Hi,
I found a discussion on dynamic world size of torch rpc and I have some questions related to it. We are developing a distributed graph learning library for PyTorch graphlearn-for-pytorch. Our current goal is to refactor the library’s RPC functionality and make it dynamic. Sampler processes sample mini-batches from a large graph and serve as background service. Trainer processes can join dynamically and request mini-batches from the sampling processes. This will allow us to run different experiments without reloading the graph.
I have the following questions:
- Is dynamic world size a stable and long-term supported feature? While I can identify relevant code changes, I couldn’t find any documentation or tutorials.
- How are some RPC APIs expected to behave in this dynamic scenario? For example, I tested
rpc.api._all_gather
, and found that only one rank can receive the response.

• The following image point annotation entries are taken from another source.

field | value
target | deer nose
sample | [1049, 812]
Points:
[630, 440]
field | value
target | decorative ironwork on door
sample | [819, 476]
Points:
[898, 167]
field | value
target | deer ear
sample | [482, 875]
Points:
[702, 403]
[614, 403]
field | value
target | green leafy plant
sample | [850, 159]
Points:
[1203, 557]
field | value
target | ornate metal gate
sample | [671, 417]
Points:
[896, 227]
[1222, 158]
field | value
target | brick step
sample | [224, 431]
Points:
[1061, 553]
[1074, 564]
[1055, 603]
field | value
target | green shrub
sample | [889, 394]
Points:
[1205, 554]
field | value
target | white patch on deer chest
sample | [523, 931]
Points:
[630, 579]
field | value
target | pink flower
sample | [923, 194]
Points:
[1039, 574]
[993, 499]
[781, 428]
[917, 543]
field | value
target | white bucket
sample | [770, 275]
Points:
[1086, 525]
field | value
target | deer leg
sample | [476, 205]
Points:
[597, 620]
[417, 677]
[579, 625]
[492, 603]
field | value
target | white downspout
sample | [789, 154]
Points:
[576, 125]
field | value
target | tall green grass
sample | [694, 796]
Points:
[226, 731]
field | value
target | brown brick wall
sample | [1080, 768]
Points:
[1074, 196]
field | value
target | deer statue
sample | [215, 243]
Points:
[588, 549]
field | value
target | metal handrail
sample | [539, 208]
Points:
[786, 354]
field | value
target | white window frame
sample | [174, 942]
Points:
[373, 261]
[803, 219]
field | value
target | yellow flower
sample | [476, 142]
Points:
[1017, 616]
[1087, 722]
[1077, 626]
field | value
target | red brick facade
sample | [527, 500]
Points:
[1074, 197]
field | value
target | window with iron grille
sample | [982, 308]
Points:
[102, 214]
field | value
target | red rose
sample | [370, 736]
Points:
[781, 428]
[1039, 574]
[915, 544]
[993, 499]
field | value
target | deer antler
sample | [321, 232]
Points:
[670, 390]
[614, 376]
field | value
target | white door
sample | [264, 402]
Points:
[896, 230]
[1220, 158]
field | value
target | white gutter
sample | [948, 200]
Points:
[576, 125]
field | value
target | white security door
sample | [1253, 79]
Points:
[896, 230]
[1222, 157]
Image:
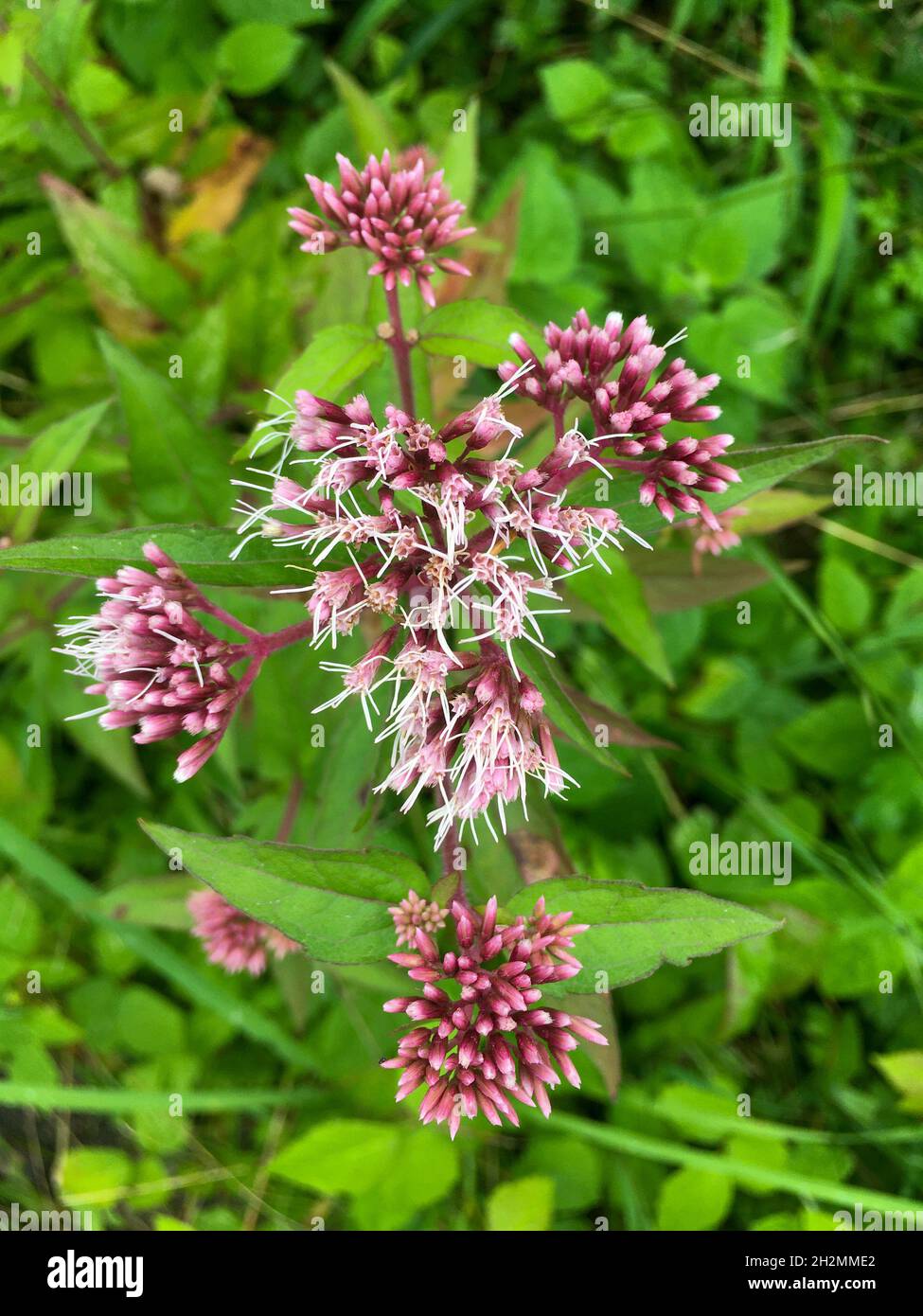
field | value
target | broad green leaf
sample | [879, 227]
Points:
[549, 235]
[339, 1156]
[845, 596]
[672, 584]
[694, 1199]
[750, 343]
[423, 1170]
[460, 158]
[255, 57]
[771, 509]
[903, 1070]
[663, 213]
[56, 449]
[389, 1169]
[151, 901]
[743, 237]
[202, 549]
[832, 738]
[370, 124]
[577, 91]
[333, 901]
[559, 707]
[177, 466]
[618, 597]
[573, 1167]
[201, 987]
[94, 1177]
[477, 330]
[131, 283]
[635, 930]
[332, 361]
[149, 1024]
[523, 1204]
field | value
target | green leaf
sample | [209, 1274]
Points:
[760, 469]
[177, 469]
[121, 1100]
[255, 57]
[549, 236]
[332, 361]
[635, 930]
[149, 1024]
[371, 129]
[56, 449]
[559, 708]
[333, 901]
[524, 1204]
[391, 1170]
[339, 1156]
[844, 596]
[477, 330]
[760, 327]
[835, 140]
[831, 738]
[198, 986]
[618, 597]
[664, 212]
[94, 1177]
[202, 549]
[577, 91]
[131, 283]
[903, 1070]
[694, 1199]
[20, 918]
[460, 157]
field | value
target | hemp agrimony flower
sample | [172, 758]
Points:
[397, 209]
[482, 1039]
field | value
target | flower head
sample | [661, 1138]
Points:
[432, 536]
[232, 938]
[715, 541]
[398, 209]
[630, 409]
[481, 1038]
[155, 665]
[414, 914]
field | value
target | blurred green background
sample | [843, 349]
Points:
[128, 245]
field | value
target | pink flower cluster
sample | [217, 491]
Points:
[158, 667]
[441, 529]
[481, 1038]
[395, 209]
[232, 938]
[467, 722]
[413, 915]
[630, 411]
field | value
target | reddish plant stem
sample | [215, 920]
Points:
[226, 617]
[263, 645]
[61, 103]
[400, 349]
[449, 846]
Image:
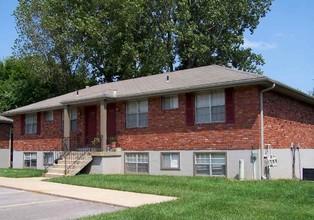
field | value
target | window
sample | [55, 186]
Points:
[49, 116]
[170, 161]
[136, 162]
[169, 102]
[73, 120]
[30, 160]
[210, 164]
[31, 123]
[48, 159]
[137, 114]
[210, 107]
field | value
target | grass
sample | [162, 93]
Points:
[20, 173]
[207, 198]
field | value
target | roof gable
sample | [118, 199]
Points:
[207, 77]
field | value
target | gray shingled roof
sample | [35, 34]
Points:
[5, 120]
[208, 77]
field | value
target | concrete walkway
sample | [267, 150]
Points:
[113, 197]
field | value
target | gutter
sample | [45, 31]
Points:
[262, 129]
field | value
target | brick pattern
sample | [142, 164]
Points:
[287, 121]
[167, 129]
[4, 135]
[49, 138]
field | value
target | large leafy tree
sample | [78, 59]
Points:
[108, 40]
[20, 83]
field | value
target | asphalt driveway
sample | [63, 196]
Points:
[19, 204]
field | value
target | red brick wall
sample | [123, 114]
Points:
[4, 135]
[49, 138]
[51, 134]
[287, 121]
[167, 128]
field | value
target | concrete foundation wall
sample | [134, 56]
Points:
[18, 159]
[251, 168]
[4, 158]
[284, 168]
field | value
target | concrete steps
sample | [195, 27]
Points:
[74, 161]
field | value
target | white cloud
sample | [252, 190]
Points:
[279, 34]
[259, 45]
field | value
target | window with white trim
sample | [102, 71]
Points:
[31, 123]
[73, 119]
[212, 164]
[48, 159]
[170, 161]
[210, 107]
[30, 160]
[136, 162]
[169, 102]
[49, 116]
[137, 114]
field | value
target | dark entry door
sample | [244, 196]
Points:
[91, 125]
[111, 120]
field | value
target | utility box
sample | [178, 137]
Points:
[308, 174]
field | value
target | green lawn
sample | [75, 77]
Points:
[208, 198]
[20, 173]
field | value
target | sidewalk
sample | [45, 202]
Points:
[113, 197]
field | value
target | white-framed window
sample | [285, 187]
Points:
[210, 107]
[31, 123]
[48, 159]
[30, 160]
[136, 162]
[170, 161]
[49, 116]
[170, 102]
[73, 119]
[137, 114]
[212, 164]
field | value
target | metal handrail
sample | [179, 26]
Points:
[76, 148]
[57, 155]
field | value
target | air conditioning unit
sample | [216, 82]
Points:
[308, 174]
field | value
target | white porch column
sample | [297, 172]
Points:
[103, 124]
[66, 127]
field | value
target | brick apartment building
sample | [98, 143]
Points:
[5, 136]
[201, 121]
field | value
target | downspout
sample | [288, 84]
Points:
[262, 128]
[10, 147]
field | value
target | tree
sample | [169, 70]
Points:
[109, 40]
[21, 85]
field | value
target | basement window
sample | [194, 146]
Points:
[170, 161]
[210, 164]
[136, 162]
[30, 160]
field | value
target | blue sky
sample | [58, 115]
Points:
[285, 38]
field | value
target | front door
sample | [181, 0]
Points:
[90, 121]
[111, 120]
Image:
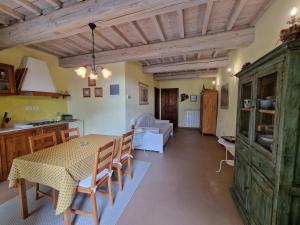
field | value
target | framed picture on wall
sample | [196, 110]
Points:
[91, 82]
[143, 94]
[225, 96]
[86, 92]
[98, 92]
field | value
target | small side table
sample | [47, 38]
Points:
[229, 147]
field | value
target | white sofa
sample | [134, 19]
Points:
[151, 134]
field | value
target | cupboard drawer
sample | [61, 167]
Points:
[263, 165]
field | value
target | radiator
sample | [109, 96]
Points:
[192, 118]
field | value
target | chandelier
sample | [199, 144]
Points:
[81, 71]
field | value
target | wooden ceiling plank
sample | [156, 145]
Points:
[120, 36]
[188, 65]
[55, 3]
[225, 40]
[105, 40]
[73, 19]
[158, 28]
[181, 23]
[239, 5]
[207, 15]
[259, 14]
[138, 32]
[185, 75]
[11, 12]
[29, 6]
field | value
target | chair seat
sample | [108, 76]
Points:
[87, 182]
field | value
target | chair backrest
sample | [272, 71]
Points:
[125, 146]
[103, 160]
[42, 141]
[69, 137]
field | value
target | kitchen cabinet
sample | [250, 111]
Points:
[266, 187]
[16, 143]
[7, 79]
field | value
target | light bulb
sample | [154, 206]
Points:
[294, 11]
[93, 75]
[106, 73]
[81, 71]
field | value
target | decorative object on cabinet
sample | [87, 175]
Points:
[193, 98]
[208, 111]
[225, 96]
[266, 185]
[114, 89]
[98, 92]
[143, 94]
[86, 92]
[91, 82]
[7, 80]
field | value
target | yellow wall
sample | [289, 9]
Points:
[48, 107]
[134, 75]
[189, 87]
[266, 38]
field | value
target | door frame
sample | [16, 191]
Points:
[177, 103]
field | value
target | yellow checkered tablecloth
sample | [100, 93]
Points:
[60, 167]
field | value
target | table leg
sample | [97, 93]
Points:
[23, 198]
[67, 217]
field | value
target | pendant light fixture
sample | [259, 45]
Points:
[81, 71]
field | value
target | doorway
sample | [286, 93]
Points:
[169, 105]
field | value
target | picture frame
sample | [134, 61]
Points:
[143, 94]
[98, 91]
[224, 104]
[193, 98]
[91, 82]
[86, 92]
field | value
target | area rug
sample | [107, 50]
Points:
[41, 211]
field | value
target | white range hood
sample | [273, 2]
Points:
[38, 78]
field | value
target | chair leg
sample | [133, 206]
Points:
[111, 200]
[94, 207]
[37, 188]
[129, 168]
[120, 179]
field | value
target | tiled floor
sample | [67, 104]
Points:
[181, 187]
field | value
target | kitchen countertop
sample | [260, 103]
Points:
[13, 129]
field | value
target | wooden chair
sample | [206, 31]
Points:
[63, 134]
[124, 156]
[37, 143]
[102, 172]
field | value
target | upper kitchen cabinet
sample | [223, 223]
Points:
[7, 80]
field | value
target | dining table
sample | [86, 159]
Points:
[60, 167]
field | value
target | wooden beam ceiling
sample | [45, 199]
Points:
[73, 19]
[188, 65]
[185, 75]
[225, 40]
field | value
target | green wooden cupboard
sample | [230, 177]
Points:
[266, 186]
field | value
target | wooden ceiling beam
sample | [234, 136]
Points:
[29, 6]
[73, 19]
[55, 3]
[188, 65]
[104, 39]
[121, 36]
[138, 32]
[158, 28]
[186, 75]
[207, 15]
[239, 5]
[224, 40]
[11, 12]
[181, 23]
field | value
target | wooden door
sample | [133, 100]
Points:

import torch.distributed.rpc as rpc
import time
import multiprocessing as mp
import torch
import os
os.environ['MASTER_ADDR'] = 'localhost'
os.environ['MASTER_PORT'] = '11111'
def worker(rank):
rpc.init_rpc(
name=f'worker_{rank}',
rank=rank,
)
print(f'rank {rank} initialized')
time.sleep(1)
print(rpc.api._all_gather(torch.cuda.device_count()))
if rank == 0:
time.sleep(1)
rpc.shutdown()
print(f'rank {rank} exited')
if __name__ == '__main__':
ranks = [0, 1, 2, 3]
for rank in ranks:
process = mp.Process(target=worker, args=(rank, ))
process.start()